A sample of users is only a small part of sales. We had to move in the direction of unauthorized and new customers. I shoveled enough articles and literature about Collaborative Filtering and various suggestion algorithms for users. Won the idea of ​​recommendations based on the products in the basket. Item-Based Recommendations and the cosine measure of convergence formed the basis of a new, albeit simple, but already working model.
In December, we launched the Item-Based recommendations module. Statistics have shown that buyers can really be interested in completely different products, and not just in drinks. Perhaps it was after this that Dodo believed that the data and the development of machine learning would compete in the overloaded supply markets in the future.
Some statistics.

10 best-selling products on the site

10 best-selling mobile app products

Weekly sales growth
Technical trailer
Below are some technical details of why the model is based on a cosine measure of similarity. This is a preview of the article, which will be released in a couple of months. If you don’t like math - feel free to jump to the last section.
The source table below shows the number of orders with each user's purchased item. We can determine the similarity of purchases of one user with another - for this we need to calculate the distance between users' vectors.
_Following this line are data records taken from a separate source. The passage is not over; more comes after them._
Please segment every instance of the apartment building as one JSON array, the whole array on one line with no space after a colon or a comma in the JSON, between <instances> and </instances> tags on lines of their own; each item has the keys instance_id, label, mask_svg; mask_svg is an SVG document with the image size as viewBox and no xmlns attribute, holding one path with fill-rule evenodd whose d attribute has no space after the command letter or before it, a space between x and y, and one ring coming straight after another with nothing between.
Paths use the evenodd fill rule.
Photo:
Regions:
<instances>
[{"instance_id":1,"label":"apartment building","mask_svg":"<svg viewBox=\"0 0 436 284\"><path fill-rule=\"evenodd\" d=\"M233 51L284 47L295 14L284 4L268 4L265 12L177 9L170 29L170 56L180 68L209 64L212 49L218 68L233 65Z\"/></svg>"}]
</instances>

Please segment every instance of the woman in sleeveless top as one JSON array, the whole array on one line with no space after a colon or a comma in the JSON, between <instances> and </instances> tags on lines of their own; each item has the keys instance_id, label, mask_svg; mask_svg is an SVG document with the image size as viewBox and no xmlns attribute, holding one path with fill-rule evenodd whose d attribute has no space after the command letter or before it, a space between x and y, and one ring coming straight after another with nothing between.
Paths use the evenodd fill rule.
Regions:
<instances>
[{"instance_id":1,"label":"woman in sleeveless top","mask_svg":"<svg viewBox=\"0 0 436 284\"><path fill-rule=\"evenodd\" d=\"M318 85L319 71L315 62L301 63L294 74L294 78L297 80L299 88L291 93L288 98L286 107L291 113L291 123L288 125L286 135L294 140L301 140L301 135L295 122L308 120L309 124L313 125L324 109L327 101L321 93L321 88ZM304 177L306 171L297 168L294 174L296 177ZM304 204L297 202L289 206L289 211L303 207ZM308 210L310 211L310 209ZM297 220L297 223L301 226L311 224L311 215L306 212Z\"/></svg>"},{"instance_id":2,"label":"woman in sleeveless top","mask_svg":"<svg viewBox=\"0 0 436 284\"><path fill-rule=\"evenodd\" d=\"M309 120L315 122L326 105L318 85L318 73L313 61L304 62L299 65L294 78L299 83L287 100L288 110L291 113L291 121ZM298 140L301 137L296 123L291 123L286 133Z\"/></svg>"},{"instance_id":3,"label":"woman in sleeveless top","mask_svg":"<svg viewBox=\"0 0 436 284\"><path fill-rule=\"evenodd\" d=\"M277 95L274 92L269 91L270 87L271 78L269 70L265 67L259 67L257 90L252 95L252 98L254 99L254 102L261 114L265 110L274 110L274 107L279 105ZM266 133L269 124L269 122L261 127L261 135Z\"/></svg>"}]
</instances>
Product sales table by customer
The distance will depend on the selected metric. The calculation of the Euclidean space includes the weight and size of the vector:

where a and b are two different client vectors from the table. Let's see how this distance will look like on an abstract example.
Suppose we look at the history of three customers — a, b, and c. Construct a matrix of their purchases.

By calculating the Euclidean distances between customers, we obtain the following values:
d (a, b) = 16.22;
d (b, c) = 13.38;
d (a, c) = 13.64.
These values ​​indicate that customers b and c are closest to each other. But if you look at the source data, the picture is the opposite. Customers A and B prefer to order more Pepperoni and occasionally other products, while Customer C prefers Supreme pizza. We can conclude that the magnitude of the vector has a negative effect for calculating the distances between customers. The cosine measure of similarity just takes into account the angle between the vectors, discarding the significance of the magnitude of the vector:

Calculating the distance using this formula, we get:
d (a, b) = 0.9183;
d (b, c) = 0.5848;
d (a, c) = 0.7947;
We see that clients a and b are closer to each other. They prefer one set of products without taking into account the difference in the number of orders made. This logic is consistent with our expert opinion and suggests that customer preferences a and b are closest to each other.
This is a trailer, details in two months.
Search your
Now we are at the stage of forming a team, in which there will be specialists in organizing data storage, developing machine learning models, putting them into production. But most importantly, we now better understand why we need all this. We are free to do really cool things, from the organization of an intelligent logistics system and inventory planning to fantastic pizzeria automation ideas using Computer Vision technologies.
Believe in yourself and your strength, even if the result is not visible on the horizon. I would like to complete the article with someone else's thought - a quote by Max Weber from his report to the students of the University of Munich: “You can’t do anything alone with anguish and expectation, and you need to act differently - you need to turn to your work and comply with the“ requirement of the day ” and professional. And this requirement will be simple and clear if everyone finds his demon and obeys this demon who weaves the thread of his life. ” Find yours.